Remember, active recovery is not about pushing yourself to the limit but rather allowing your body to recharge and restore itself. By designing an effective active recovery plan that caters to your specific needs, you can experience all the benefits of restorative practices.
The Active Recovery Mindset
For the many who are taught that the only way to get fitter or better is to push ourselves past our limits, breaking away from the social stigmas around “softer exercise” begins with adopting a mindset of self-compassion.
Active recovery is an act of grace for yourself. Making the choice to engage in mindful movement and restorative practice cultivates resilience, enhances your capacity for adaptability, and develops an expanded skillset to listen to your body and recognize your own needs.
Rather than viewing recovery as a sign of weakness or failure, it’s helpful to adopt an active recovery mindset and embrace the kindness inherent in doing less. Integrating self-compassion into your workouts is a life-changing process that teaches not only is it ok to be kind to yourself, accept your limitations, and seek a balance between stress and ease in your fitness practices – it’s the most beneficial choice for your overall wellness.
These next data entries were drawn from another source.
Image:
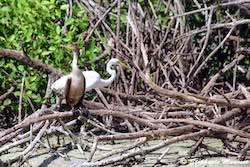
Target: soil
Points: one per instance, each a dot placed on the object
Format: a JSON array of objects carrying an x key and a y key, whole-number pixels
[{"x": 68, "y": 156}]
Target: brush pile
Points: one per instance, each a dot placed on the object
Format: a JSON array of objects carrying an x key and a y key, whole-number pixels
[{"x": 185, "y": 81}]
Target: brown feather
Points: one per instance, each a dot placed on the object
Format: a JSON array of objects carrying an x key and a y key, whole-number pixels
[{"x": 67, "y": 90}]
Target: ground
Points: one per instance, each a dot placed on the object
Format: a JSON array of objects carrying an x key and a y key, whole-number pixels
[{"x": 42, "y": 158}]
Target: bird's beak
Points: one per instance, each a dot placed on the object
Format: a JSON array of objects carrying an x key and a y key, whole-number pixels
[
  {"x": 123, "y": 64},
  {"x": 67, "y": 47}
]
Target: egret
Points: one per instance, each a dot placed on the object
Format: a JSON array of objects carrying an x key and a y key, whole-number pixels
[{"x": 92, "y": 79}]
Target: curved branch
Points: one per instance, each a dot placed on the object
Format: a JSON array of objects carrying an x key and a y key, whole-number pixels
[{"x": 21, "y": 57}]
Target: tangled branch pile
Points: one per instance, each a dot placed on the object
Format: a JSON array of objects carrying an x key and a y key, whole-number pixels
[{"x": 185, "y": 81}]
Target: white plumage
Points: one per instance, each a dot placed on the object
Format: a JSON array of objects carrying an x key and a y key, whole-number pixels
[{"x": 92, "y": 78}]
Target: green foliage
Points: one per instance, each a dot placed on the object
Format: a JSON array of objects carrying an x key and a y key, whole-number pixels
[{"x": 38, "y": 27}]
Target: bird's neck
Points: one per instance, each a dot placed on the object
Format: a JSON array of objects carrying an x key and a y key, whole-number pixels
[
  {"x": 74, "y": 62},
  {"x": 112, "y": 73}
]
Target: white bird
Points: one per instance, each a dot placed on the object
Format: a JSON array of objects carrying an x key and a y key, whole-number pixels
[{"x": 92, "y": 79}]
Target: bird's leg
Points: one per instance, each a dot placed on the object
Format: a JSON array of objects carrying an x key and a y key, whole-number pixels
[
  {"x": 80, "y": 107},
  {"x": 58, "y": 104}
]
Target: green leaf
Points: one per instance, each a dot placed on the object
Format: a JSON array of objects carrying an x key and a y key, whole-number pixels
[
  {"x": 6, "y": 102},
  {"x": 64, "y": 7}
]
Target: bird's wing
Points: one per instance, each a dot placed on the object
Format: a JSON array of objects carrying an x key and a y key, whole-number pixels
[
  {"x": 92, "y": 79},
  {"x": 60, "y": 83},
  {"x": 67, "y": 90}
]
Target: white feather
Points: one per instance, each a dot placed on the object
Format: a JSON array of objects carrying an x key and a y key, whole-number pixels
[{"x": 92, "y": 78}]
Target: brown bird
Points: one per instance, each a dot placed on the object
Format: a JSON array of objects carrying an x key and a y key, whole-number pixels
[{"x": 75, "y": 85}]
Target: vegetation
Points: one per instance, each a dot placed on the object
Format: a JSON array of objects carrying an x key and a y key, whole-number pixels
[{"x": 188, "y": 65}]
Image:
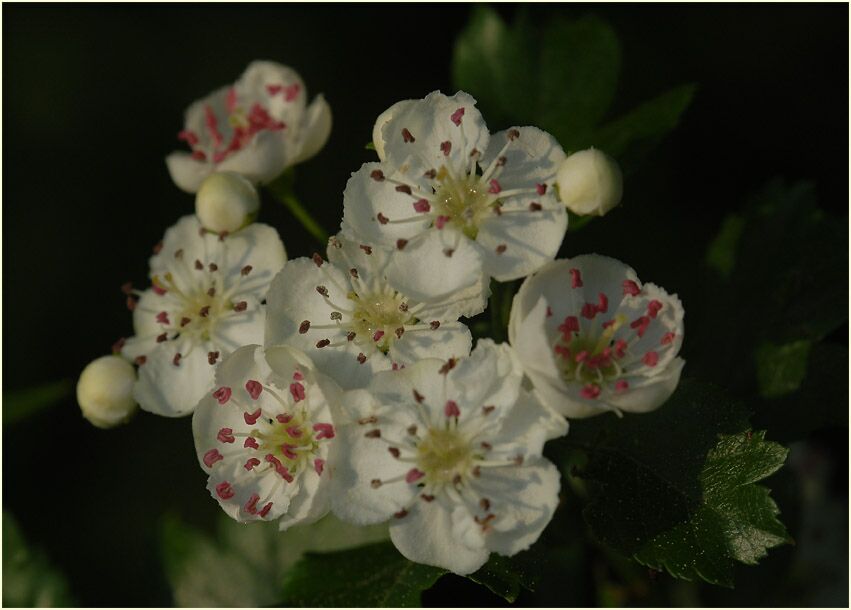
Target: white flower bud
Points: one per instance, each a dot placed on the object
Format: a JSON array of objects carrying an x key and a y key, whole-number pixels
[
  {"x": 381, "y": 121},
  {"x": 105, "y": 391},
  {"x": 589, "y": 182},
  {"x": 226, "y": 202}
]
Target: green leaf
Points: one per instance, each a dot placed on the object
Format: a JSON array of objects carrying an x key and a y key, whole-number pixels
[
  {"x": 370, "y": 576},
  {"x": 579, "y": 66},
  {"x": 29, "y": 580},
  {"x": 496, "y": 65},
  {"x": 20, "y": 404},
  {"x": 675, "y": 489},
  {"x": 561, "y": 77},
  {"x": 781, "y": 369},
  {"x": 720, "y": 255},
  {"x": 791, "y": 264},
  {"x": 633, "y": 134},
  {"x": 245, "y": 563},
  {"x": 507, "y": 576}
]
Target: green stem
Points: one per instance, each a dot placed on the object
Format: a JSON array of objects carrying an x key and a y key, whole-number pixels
[
  {"x": 282, "y": 188},
  {"x": 304, "y": 217}
]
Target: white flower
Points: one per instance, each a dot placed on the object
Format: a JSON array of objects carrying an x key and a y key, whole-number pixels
[
  {"x": 226, "y": 202},
  {"x": 204, "y": 303},
  {"x": 349, "y": 316},
  {"x": 381, "y": 121},
  {"x": 105, "y": 391},
  {"x": 256, "y": 127},
  {"x": 453, "y": 198},
  {"x": 452, "y": 452},
  {"x": 589, "y": 182},
  {"x": 592, "y": 338},
  {"x": 265, "y": 436}
]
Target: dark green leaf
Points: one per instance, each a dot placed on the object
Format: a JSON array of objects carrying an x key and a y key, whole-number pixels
[
  {"x": 675, "y": 488},
  {"x": 720, "y": 255},
  {"x": 244, "y": 564},
  {"x": 634, "y": 133},
  {"x": 506, "y": 576},
  {"x": 29, "y": 580},
  {"x": 20, "y": 404},
  {"x": 579, "y": 66},
  {"x": 373, "y": 575},
  {"x": 496, "y": 65},
  {"x": 780, "y": 369}
]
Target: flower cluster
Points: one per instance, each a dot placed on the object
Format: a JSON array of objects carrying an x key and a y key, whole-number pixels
[{"x": 349, "y": 382}]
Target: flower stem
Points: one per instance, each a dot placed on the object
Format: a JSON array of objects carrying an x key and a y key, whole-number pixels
[
  {"x": 282, "y": 190},
  {"x": 303, "y": 216}
]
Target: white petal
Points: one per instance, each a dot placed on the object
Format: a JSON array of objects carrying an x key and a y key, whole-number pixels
[
  {"x": 649, "y": 394},
  {"x": 383, "y": 118},
  {"x": 362, "y": 460},
  {"x": 524, "y": 499},
  {"x": 450, "y": 340},
  {"x": 428, "y": 534},
  {"x": 293, "y": 298},
  {"x": 365, "y": 198},
  {"x": 430, "y": 123},
  {"x": 517, "y": 244},
  {"x": 423, "y": 272},
  {"x": 531, "y": 159},
  {"x": 258, "y": 246},
  {"x": 169, "y": 390},
  {"x": 528, "y": 336},
  {"x": 314, "y": 130},
  {"x": 186, "y": 172}
]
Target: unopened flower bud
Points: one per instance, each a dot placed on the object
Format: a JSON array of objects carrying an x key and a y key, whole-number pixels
[
  {"x": 226, "y": 202},
  {"x": 589, "y": 182},
  {"x": 105, "y": 391}
]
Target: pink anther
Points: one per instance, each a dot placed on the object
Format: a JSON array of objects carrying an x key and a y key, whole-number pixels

Active recovery does enhance inner strength — getting your heart pumping in the range of 30 – 60 percent maximum heart rate supports cardiopulmonary and overall fitness. Studies show that Zone 1 and Zone 2 training builds endurance, improves metabolic health, and increases blood flow. It also supports mental and emotional well-being (Presto, 2023).
Shifting into a self-compassionate active recovery mindset is a crucial component of any well-rounded, balanced training program that takes a strong, first step in the direction of reclaiming your equanimity, joy, and wellness through self-care healthcare.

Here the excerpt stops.